HI @johnnypei. I want to be sure you can still find this issue, since the url has changed. I renamed allenbh/ntrdma to allenbh/ntrdma-old (this issue is still open under ntrdma-old). Now, allenbh/ntrdma is a fork of ntrdma/ntrdma. I also moved the wiki over to ntrdma/ntrdma/wiki.

Over the weekend I merged with the latest release version of Linux (v4.7). I also created a branch for you, called with-ntb-next-for-v4.8, with ntb patches that are pending for the next release (v4.8), so you don't have to do all that cherry-picking I suggested in the previous comment.

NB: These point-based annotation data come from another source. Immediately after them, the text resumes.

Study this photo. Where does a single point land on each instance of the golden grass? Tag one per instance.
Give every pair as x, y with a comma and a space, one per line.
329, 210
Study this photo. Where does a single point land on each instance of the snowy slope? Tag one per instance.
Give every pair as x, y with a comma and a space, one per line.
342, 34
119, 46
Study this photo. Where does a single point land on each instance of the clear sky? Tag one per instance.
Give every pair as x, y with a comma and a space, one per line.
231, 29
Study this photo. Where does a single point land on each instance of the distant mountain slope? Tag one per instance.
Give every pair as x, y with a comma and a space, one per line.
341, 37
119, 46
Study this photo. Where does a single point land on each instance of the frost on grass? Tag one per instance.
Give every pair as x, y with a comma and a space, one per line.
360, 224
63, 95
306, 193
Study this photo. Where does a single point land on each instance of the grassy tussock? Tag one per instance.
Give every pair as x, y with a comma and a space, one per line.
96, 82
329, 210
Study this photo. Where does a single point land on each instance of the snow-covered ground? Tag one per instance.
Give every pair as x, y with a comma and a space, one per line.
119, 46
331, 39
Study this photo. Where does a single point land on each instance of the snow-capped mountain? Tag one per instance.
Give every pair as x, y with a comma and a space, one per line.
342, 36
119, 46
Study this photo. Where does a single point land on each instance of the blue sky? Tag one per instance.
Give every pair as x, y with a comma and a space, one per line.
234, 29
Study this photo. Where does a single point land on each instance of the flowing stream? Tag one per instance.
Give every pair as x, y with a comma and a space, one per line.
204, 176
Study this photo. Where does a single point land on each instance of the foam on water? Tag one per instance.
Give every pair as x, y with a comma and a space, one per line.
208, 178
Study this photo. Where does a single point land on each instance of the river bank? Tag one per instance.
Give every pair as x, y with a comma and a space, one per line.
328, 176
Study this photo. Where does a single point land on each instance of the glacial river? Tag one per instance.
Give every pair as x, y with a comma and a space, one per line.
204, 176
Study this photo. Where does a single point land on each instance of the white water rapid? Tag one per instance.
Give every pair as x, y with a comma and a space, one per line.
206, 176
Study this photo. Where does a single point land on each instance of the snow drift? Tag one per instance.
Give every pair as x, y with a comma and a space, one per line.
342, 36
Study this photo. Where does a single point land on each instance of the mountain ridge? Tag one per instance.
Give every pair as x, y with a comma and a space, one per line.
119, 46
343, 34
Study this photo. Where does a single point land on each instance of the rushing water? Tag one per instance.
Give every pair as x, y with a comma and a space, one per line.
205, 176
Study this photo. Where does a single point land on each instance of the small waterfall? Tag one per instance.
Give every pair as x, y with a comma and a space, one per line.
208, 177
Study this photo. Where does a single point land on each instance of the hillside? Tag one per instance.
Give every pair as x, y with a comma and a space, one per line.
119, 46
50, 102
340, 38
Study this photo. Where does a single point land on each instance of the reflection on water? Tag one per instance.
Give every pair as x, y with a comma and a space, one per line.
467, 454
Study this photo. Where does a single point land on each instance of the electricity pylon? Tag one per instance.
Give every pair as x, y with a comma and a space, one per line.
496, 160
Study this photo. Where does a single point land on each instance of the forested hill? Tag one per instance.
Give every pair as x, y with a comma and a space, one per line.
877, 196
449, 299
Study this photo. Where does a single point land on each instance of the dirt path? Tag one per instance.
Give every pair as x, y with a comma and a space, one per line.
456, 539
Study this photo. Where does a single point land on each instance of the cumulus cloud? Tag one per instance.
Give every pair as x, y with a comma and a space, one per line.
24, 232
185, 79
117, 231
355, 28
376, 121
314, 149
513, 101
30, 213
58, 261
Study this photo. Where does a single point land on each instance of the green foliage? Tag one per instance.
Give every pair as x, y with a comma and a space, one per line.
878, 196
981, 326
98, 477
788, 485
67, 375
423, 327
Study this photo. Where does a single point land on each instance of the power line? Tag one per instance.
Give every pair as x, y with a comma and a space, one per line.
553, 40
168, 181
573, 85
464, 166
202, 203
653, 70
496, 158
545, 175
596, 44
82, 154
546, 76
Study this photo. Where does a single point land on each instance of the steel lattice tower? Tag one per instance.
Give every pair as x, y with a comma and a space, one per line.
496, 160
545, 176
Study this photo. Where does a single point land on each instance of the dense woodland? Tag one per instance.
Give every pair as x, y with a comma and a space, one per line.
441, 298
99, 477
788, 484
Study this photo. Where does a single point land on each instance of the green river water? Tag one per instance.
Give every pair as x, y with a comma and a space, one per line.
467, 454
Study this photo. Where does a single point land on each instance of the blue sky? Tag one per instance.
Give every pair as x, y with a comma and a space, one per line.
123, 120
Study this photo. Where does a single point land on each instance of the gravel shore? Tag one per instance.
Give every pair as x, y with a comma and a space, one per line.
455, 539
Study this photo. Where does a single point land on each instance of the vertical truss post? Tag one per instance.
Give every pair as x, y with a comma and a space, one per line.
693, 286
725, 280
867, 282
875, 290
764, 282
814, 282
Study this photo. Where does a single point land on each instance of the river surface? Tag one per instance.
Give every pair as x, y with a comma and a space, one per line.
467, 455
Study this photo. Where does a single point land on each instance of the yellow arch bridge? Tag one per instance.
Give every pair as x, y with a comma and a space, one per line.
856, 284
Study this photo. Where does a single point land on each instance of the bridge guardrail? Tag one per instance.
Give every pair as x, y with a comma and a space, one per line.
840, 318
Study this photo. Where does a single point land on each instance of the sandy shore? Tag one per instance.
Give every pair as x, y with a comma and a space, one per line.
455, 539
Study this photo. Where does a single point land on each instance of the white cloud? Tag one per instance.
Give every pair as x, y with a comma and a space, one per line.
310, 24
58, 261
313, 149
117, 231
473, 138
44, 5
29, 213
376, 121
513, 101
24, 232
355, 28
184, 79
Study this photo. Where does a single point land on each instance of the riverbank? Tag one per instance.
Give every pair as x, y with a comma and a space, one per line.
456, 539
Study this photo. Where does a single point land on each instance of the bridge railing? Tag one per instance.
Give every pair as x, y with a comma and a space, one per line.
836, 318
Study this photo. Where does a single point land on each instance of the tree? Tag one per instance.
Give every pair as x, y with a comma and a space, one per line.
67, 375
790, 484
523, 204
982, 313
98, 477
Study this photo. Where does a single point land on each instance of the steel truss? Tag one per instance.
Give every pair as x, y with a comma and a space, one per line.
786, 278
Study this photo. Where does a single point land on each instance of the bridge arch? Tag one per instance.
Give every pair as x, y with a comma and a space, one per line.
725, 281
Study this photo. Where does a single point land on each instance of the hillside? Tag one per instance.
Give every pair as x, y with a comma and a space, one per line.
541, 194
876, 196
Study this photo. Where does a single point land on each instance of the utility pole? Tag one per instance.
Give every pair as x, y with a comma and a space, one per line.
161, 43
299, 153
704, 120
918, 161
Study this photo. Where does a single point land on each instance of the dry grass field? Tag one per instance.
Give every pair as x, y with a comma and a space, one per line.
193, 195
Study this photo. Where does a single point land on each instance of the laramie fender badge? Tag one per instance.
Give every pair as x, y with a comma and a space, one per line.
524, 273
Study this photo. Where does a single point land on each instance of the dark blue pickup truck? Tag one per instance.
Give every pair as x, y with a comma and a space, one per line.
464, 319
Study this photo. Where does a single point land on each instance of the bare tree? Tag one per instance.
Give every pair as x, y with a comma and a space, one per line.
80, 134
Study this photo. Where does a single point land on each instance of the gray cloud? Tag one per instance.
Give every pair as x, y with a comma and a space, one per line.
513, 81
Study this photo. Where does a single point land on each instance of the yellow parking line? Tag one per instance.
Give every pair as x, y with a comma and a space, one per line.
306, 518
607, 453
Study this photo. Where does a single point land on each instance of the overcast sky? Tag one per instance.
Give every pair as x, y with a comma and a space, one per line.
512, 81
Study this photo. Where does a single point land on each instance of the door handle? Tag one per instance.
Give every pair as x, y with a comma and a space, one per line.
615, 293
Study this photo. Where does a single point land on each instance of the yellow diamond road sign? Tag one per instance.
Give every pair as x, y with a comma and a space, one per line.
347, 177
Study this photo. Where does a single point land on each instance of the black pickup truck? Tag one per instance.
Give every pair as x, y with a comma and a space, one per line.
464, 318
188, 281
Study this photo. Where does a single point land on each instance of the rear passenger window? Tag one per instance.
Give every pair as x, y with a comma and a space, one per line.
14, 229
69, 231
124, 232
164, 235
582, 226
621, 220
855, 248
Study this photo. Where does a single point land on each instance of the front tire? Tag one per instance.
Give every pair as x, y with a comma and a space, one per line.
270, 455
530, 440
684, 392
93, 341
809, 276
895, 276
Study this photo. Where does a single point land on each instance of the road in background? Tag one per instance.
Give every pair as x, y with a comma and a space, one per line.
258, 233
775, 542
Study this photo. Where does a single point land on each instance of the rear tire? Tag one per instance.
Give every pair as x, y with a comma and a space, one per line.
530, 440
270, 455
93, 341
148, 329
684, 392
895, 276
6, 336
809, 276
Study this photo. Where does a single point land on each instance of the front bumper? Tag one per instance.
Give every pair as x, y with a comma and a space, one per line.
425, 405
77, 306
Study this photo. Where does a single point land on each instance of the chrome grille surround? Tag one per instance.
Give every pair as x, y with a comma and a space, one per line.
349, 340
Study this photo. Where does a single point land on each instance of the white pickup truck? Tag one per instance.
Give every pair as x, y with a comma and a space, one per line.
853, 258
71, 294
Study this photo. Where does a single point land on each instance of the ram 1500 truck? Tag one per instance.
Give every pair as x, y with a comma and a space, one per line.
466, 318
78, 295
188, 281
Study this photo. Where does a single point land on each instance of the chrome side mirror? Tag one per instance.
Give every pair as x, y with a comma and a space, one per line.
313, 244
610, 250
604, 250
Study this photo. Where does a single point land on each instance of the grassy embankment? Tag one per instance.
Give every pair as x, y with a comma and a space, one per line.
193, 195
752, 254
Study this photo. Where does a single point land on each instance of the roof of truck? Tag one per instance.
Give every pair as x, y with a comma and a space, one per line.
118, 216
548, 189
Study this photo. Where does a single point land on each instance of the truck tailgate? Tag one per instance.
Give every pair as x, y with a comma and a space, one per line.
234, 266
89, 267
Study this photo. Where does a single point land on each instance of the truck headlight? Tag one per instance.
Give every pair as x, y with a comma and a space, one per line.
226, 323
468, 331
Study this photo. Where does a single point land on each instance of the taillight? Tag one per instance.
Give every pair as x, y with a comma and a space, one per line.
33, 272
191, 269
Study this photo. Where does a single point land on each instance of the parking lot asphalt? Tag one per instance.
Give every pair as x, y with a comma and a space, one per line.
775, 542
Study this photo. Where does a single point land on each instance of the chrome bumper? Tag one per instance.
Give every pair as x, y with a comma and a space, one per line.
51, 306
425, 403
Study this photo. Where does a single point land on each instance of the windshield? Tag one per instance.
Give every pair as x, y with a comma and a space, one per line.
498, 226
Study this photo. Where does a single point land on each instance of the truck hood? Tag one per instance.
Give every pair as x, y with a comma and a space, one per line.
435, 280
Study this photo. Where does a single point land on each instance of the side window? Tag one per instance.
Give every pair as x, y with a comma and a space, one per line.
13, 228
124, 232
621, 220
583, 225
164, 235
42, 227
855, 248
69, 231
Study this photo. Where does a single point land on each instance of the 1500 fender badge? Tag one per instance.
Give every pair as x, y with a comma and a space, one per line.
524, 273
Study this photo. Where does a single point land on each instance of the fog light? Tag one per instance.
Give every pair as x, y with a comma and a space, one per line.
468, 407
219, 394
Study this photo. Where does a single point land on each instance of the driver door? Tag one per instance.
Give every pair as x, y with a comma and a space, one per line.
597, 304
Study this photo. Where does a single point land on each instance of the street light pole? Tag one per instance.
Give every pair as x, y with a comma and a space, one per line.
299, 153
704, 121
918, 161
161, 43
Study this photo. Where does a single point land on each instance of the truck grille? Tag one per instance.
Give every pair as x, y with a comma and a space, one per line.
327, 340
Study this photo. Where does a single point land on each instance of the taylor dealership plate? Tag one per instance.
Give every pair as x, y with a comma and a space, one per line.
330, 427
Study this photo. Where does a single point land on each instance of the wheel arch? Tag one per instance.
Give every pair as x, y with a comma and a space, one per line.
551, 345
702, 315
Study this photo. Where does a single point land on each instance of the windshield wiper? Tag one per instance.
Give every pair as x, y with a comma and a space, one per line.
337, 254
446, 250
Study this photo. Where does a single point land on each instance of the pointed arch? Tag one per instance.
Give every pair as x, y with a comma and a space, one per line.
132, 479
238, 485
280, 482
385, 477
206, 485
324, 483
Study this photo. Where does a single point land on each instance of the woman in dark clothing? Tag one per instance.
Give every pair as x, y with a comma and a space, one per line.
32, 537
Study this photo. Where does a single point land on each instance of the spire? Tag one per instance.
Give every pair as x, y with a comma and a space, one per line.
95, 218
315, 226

Thanks for motivating me to get this work done. The ntrdma driver was four releases behind upstream Linux, and it was well past time for me to merge downstream.

Let me know the results of the ntb selftest on your hardware.

johnnypei commented 8 years ago

Hi Allen, Thanks for your effort on it. I'm gonna try the source code soon and let you know the result.

allenbh commented 8 years ago

@johnnypei, In addition to the ntb self test results, may I ask what hardware you have, such as vendor and any cable or PCIe riser or signal redriver card you may have installed?